Israel é a contradição de um Estado colonial surgido no crepúsculo da era colonial. Foi parido pela ONU, a “mãe” que hoje odeia porque esta tenta frear seu comportamento vil.

Seu ódio transborda nas redes sociais, no governo, no parlamento, na mídia e nas instituições religiosas. Ódio aos palestinos, árabes, ONU, críticos do genocídio — e até entre si. Talvez seja isso que, um dia, destruirá Israel: ele acabará devorando a si mesmo.

Seus chiliques e fúria teatral são históricos, mas sempre indulgenciados. Políticos dos EUA, Reino Unido, Austrália, Canadá e UE agem com medo. Não chamam o genocídio pelo nome — Israel e seus lobistas não gostariam.

Criticam, mas com códigos: “Compartilhamos seus valores democráticos e estamos do seu lado, mesmo quando reclamamos.” Falam em “solução de dois Estados” sabendo que nunca acontecerá. Israel sabe que sabem. Tudo sob controle.

Expressam “preocupação”, nunca raiva. Afinal, há séculos pessoas de pele branca exterminam as de pele escura. É triste, mas “normal”. Seria anormal só se as vítimas fossem brancas. Alguém imagina 2 milhões de europeus presos em um enclave, esfomeados e massacrados, sem que o Ocidente interviesse?

Isso expõe não só o racismo de Israel, mas o do Ocidente — que assiste passivamente a 18 meses de genocídio.

Israel é apoiado incondicionalmente pelos EUA, cujas instituições infiltrou. Recebe tudo o que quer. Juntos, são uma ameaça à paz global.

Israel não obedece leis, só seus interesses. Suga seus “aliados” e os trai — como fez com a Grã-Bretanha nos anos 1940, matando policiais e diplomatas britânicos.

Lembrem-se do USS Liberty (1967), do plutônio roubado dos EUA, dos ativistas Rachel Corrie, James Miller e Tom Hurndall — todos mortos em Gaza. Lembrem-se do turco-americano Furkan Doğan, assassinado no Mavi Marmara. Israel não respeita nem seus aliados, mas estes insistem em um masoquismo destrutivo.

Netanyahu deixa claro: Israel não mudará. Para sobreviver, deve continuar matando — palestinos, libaneses, sírios, iranianos, quem quer que ouse enfrentá-lo.

Se (ou melhor, quando) Israel for encurralado sem saída, sua mensagem é clara: “Levaremos o mundo conosco.” E quem lhe deu as armas e tecnologia para isso? A resposta é óbvia.

São 11h59. O The Guardian reporta mais de 320 mortos em Gaza. Assassinados em massa. Às 14h08, já eram mais de 400.

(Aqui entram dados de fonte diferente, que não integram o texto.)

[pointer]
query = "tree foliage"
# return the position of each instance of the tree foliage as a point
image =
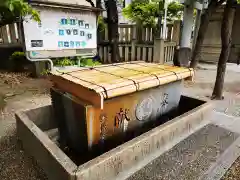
(145, 13)
(15, 10)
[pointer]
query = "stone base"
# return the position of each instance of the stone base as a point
(118, 163)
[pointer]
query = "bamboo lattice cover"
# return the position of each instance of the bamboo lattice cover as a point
(107, 81)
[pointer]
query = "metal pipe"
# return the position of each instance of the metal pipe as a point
(37, 60)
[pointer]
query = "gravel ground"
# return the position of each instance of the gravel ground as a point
(19, 92)
(234, 172)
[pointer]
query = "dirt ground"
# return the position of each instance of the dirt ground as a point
(19, 92)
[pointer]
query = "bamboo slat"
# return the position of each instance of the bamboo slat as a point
(113, 80)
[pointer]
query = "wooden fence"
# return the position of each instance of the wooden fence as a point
(134, 43)
(138, 44)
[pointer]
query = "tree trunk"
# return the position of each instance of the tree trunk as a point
(112, 21)
(214, 4)
(226, 33)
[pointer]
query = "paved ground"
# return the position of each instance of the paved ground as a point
(21, 93)
(190, 158)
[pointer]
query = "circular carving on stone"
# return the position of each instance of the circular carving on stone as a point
(144, 109)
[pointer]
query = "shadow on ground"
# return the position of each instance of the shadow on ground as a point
(15, 163)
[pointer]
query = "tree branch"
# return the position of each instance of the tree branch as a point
(220, 2)
(90, 1)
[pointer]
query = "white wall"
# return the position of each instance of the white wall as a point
(78, 2)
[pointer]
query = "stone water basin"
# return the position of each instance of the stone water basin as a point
(38, 132)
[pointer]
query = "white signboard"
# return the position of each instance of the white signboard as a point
(60, 30)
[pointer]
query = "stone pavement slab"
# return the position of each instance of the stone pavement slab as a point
(191, 158)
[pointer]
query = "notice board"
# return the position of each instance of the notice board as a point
(60, 31)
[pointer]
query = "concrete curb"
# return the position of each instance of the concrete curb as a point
(53, 161)
(120, 162)
(220, 167)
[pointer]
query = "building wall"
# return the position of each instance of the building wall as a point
(78, 2)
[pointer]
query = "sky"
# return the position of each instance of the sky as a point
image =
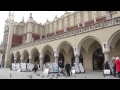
(39, 16)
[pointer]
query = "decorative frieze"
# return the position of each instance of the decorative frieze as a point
(81, 30)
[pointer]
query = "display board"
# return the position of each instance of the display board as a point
(30, 66)
(81, 68)
(55, 68)
(23, 67)
(17, 66)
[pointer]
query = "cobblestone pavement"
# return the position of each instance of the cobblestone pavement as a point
(5, 74)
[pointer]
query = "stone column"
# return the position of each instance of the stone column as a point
(1, 58)
(56, 59)
(106, 50)
(77, 59)
(56, 56)
(77, 54)
(29, 33)
(15, 59)
(9, 43)
(106, 55)
(21, 59)
(41, 62)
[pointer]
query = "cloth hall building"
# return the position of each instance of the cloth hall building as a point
(90, 37)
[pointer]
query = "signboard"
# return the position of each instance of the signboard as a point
(77, 68)
(81, 68)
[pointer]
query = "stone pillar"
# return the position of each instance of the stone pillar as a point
(106, 55)
(1, 55)
(30, 58)
(77, 54)
(106, 50)
(21, 59)
(41, 62)
(9, 43)
(56, 56)
(56, 59)
(15, 59)
(29, 33)
(94, 15)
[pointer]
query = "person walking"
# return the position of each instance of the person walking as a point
(117, 62)
(68, 68)
(114, 66)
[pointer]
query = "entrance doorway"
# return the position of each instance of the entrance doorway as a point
(61, 60)
(46, 59)
(98, 59)
(36, 59)
(73, 59)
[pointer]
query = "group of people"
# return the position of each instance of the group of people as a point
(114, 66)
(67, 67)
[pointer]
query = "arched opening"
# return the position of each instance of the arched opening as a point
(35, 56)
(87, 47)
(11, 58)
(46, 59)
(66, 52)
(36, 59)
(73, 59)
(48, 54)
(114, 43)
(61, 60)
(25, 57)
(98, 59)
(18, 57)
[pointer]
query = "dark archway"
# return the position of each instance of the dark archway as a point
(46, 59)
(98, 59)
(61, 58)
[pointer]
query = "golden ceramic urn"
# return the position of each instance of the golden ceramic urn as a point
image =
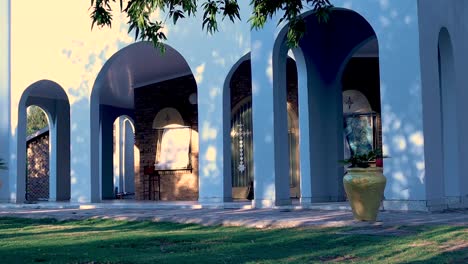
(365, 189)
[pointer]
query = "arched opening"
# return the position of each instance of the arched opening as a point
(332, 58)
(448, 108)
(140, 83)
(241, 130)
(361, 100)
(38, 153)
(43, 149)
(125, 157)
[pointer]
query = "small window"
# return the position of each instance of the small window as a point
(173, 141)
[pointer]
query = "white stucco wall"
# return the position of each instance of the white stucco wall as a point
(433, 17)
(396, 26)
(60, 46)
(4, 95)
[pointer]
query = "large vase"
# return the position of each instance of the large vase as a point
(365, 188)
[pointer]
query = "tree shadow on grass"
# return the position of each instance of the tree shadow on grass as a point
(148, 242)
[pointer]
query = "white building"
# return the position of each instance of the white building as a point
(86, 79)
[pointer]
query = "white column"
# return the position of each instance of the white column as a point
(214, 183)
(117, 153)
(270, 131)
(4, 96)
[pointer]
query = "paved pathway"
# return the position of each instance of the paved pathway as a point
(258, 218)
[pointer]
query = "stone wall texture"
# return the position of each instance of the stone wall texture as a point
(149, 100)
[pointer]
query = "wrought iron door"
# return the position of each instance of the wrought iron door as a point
(242, 146)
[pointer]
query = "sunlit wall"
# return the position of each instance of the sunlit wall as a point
(60, 46)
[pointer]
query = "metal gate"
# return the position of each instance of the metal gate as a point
(242, 146)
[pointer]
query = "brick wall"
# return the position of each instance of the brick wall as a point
(37, 187)
(149, 100)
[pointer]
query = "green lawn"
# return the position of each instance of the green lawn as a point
(106, 241)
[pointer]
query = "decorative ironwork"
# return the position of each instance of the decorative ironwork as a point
(241, 133)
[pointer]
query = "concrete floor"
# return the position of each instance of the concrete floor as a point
(234, 214)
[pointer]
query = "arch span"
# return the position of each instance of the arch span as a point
(52, 98)
(321, 58)
(137, 66)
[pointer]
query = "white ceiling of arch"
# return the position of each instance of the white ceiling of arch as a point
(136, 66)
(368, 50)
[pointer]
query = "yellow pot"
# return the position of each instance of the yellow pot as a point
(365, 189)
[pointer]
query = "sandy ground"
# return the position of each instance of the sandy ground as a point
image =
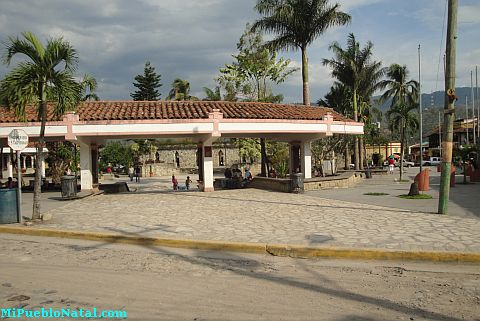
(171, 284)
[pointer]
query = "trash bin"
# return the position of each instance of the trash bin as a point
(69, 186)
(297, 183)
(8, 206)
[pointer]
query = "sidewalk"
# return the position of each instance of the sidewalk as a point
(256, 216)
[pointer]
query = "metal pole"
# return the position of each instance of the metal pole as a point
(19, 189)
(449, 110)
(420, 107)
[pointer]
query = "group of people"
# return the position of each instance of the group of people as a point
(176, 187)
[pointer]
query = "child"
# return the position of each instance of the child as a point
(175, 183)
(187, 183)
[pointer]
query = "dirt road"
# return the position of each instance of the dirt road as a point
(168, 284)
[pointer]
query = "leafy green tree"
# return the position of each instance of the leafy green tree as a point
(296, 24)
(339, 99)
(404, 97)
(400, 90)
(62, 155)
(147, 85)
(356, 70)
(49, 67)
(255, 69)
(248, 148)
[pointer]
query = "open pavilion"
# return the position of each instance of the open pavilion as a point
(201, 121)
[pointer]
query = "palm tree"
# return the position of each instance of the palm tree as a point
(402, 117)
(297, 23)
(212, 95)
(180, 90)
(404, 97)
(49, 68)
(354, 68)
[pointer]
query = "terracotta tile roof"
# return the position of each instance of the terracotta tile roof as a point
(140, 110)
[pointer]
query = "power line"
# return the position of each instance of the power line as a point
(441, 43)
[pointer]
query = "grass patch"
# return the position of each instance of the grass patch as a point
(376, 194)
(416, 197)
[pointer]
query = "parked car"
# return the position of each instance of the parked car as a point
(432, 161)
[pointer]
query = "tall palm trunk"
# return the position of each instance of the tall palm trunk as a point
(356, 150)
(402, 143)
(306, 90)
(37, 187)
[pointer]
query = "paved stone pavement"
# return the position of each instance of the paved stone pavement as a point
(252, 215)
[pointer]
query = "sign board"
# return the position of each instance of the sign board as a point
(17, 139)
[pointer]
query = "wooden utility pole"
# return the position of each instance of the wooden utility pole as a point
(449, 111)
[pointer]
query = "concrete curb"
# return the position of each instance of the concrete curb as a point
(296, 251)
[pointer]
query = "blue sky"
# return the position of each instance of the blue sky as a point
(192, 39)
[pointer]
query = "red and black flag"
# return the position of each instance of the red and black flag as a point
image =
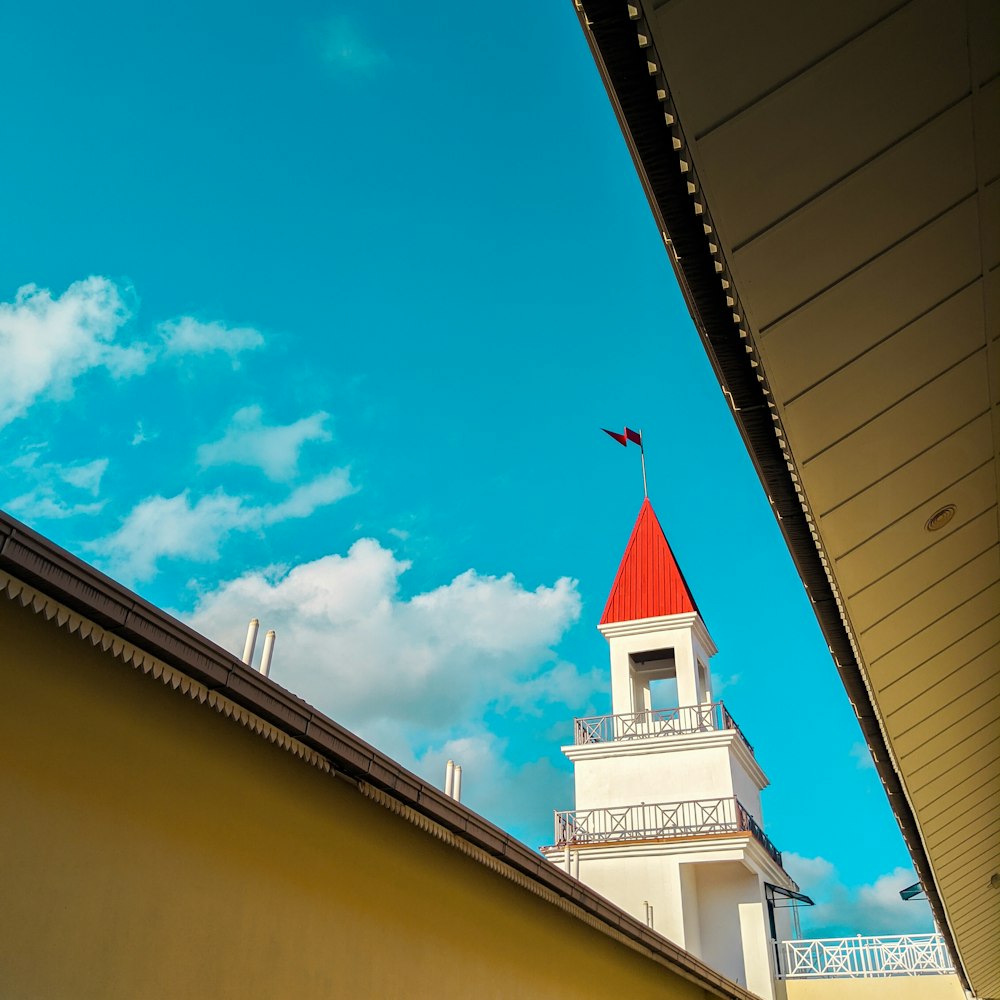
(623, 439)
(636, 438)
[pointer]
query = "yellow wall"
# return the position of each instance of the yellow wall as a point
(150, 847)
(888, 988)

*Jeremy Salt*, site da Fepal

* Jeremy Salt lecionou na Universidade de Melbourne, na Universidade Boğaziçi (Istambul) e na Universidade Bilkent (Ankara), especializando-se na história moderna do Oriente Médio. Entre suas publicações estão The Unmaking of the Middle East (2008) e The Last Ottoman Wars (2019). Artigo publicado em 19/03/2025 no The Palestine Chronicle.